GLOBAL CREDIT BULLETS | Monday, 15th February 2021

GLOBAL CREDIT BULLETS | Monday, 15th February 2021

Rate markets – The US vs The RoW.
We believe more 2021 US stimulus will cause Treasuries to continue widening gradually. In the US,10-year rates have widened by c.25bp year-to-date, compared to most other developed economies which have seen a widening of between 5-15bp, with some exceptions. In emerging markets, most eastern European economies have widened between 10-20bp, however several EMs, such as Mexico and South Africa are still falling behind.

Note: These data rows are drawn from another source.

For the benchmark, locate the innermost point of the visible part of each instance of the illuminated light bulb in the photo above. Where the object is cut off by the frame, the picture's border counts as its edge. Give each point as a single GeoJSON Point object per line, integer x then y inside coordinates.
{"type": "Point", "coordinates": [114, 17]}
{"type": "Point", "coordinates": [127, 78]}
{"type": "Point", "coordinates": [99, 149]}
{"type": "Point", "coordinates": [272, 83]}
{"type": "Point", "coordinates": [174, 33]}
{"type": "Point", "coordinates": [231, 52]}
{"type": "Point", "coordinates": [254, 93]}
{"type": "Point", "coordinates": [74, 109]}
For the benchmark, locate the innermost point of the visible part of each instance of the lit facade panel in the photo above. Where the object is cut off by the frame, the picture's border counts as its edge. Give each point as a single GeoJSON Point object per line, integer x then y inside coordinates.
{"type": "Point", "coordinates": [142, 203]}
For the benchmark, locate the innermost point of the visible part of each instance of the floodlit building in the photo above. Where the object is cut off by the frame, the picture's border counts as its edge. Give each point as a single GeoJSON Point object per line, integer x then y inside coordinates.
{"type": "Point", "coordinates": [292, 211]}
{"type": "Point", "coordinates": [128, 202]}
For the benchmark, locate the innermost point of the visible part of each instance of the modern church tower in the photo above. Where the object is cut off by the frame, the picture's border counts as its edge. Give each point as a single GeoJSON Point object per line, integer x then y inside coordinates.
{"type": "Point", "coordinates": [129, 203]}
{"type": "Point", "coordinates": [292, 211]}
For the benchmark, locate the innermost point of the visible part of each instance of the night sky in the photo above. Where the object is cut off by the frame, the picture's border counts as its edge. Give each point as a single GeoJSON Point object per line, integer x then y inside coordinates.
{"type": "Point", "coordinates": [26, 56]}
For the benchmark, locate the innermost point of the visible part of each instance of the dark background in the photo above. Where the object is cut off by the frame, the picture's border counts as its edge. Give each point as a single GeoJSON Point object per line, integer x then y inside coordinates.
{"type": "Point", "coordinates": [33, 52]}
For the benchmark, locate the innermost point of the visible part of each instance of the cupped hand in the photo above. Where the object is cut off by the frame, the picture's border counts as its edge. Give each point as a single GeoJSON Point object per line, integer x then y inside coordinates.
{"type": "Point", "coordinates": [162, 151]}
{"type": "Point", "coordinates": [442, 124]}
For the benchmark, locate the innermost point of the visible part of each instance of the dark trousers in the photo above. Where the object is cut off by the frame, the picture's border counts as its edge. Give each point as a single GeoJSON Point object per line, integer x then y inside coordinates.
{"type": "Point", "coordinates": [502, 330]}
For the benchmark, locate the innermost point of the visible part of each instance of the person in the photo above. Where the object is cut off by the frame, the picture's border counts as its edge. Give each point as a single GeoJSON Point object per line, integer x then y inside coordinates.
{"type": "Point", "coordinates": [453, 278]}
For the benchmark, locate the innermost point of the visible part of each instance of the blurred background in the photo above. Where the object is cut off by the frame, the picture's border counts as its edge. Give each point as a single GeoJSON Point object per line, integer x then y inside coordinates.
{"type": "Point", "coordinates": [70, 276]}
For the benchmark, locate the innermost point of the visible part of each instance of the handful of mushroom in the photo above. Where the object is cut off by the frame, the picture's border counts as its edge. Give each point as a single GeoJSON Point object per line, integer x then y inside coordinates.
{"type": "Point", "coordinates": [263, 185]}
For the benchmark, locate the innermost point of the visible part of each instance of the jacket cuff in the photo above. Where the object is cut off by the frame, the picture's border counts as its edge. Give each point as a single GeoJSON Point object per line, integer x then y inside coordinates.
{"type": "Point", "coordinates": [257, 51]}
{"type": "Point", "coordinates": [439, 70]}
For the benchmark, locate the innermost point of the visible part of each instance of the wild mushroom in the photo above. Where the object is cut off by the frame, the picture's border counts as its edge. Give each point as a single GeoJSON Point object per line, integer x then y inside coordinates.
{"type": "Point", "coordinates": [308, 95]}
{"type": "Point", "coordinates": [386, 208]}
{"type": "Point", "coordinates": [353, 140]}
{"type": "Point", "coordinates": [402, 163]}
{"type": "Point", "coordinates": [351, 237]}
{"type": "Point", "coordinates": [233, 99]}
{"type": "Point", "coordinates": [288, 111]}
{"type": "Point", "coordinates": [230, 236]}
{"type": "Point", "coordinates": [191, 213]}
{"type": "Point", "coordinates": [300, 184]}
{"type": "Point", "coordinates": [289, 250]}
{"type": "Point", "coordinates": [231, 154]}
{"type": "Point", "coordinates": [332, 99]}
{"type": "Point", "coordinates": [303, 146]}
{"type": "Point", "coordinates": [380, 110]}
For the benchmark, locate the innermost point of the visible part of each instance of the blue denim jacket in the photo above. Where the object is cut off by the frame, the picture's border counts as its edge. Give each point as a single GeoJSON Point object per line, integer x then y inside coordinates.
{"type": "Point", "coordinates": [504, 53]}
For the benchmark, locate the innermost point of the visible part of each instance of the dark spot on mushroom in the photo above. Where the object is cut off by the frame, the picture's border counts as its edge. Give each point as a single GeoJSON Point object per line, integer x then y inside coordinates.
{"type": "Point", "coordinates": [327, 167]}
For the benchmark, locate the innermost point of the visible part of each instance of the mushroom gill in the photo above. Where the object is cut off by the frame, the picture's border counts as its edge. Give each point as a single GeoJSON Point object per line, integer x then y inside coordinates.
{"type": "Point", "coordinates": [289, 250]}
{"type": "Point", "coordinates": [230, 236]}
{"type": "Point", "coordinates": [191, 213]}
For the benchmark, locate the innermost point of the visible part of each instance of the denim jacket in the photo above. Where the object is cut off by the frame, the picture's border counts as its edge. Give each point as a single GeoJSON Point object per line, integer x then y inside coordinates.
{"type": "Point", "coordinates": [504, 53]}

Inflation – Savings vs Stimulus.
Regarding US inflation, more stimulus and income growth will mean some inflation. 30-50% of the stimulus will likely focus on income-supporting measures and on top of this, US savings rates are at 12% vs 8% pre-COVID. It is still early to assess how much and how fast this money may be spent and to what extent it would lead to higher inflation. However, US inflation-swaps are pricing inflation in 1 year to around 2% and there are early signs that US inflation may exceed that.

High Yield has become low yield.
Both US and European high yield bond markets are trading close to all-time tights in spreads. current US HY spreads are 110bp below their 10-year averages, trading at c.325bp versus the 10-year average spread of 435bp. Similarly, EU HY spreads are also c.85bp below their 10-year averages, trading at 299bp vs the 385bp 10-year average. Further, in the current yield-desert environment, theUS HY bond market currently yields at an all-time low of around 3.9% in dollars versus the long-term average of 6.4%. In Europe, the HY market yields at around 2.5% in euros versus the long-term average of 4.6%.

However, single-name and sector spread dispersion remains high, providing fertile ground for alpha opportunities and active management which dominate beta strategies. Hence, in this environment we continue to invest in credit in selected cyclical sectors linked to economic reopening, offering robust carry at yields of 3-7%, and in convertible debt, which offers higher upside than pure credit. Further, we maintain our cash exposure, offering downside optionality at relatively limited opportunity cost.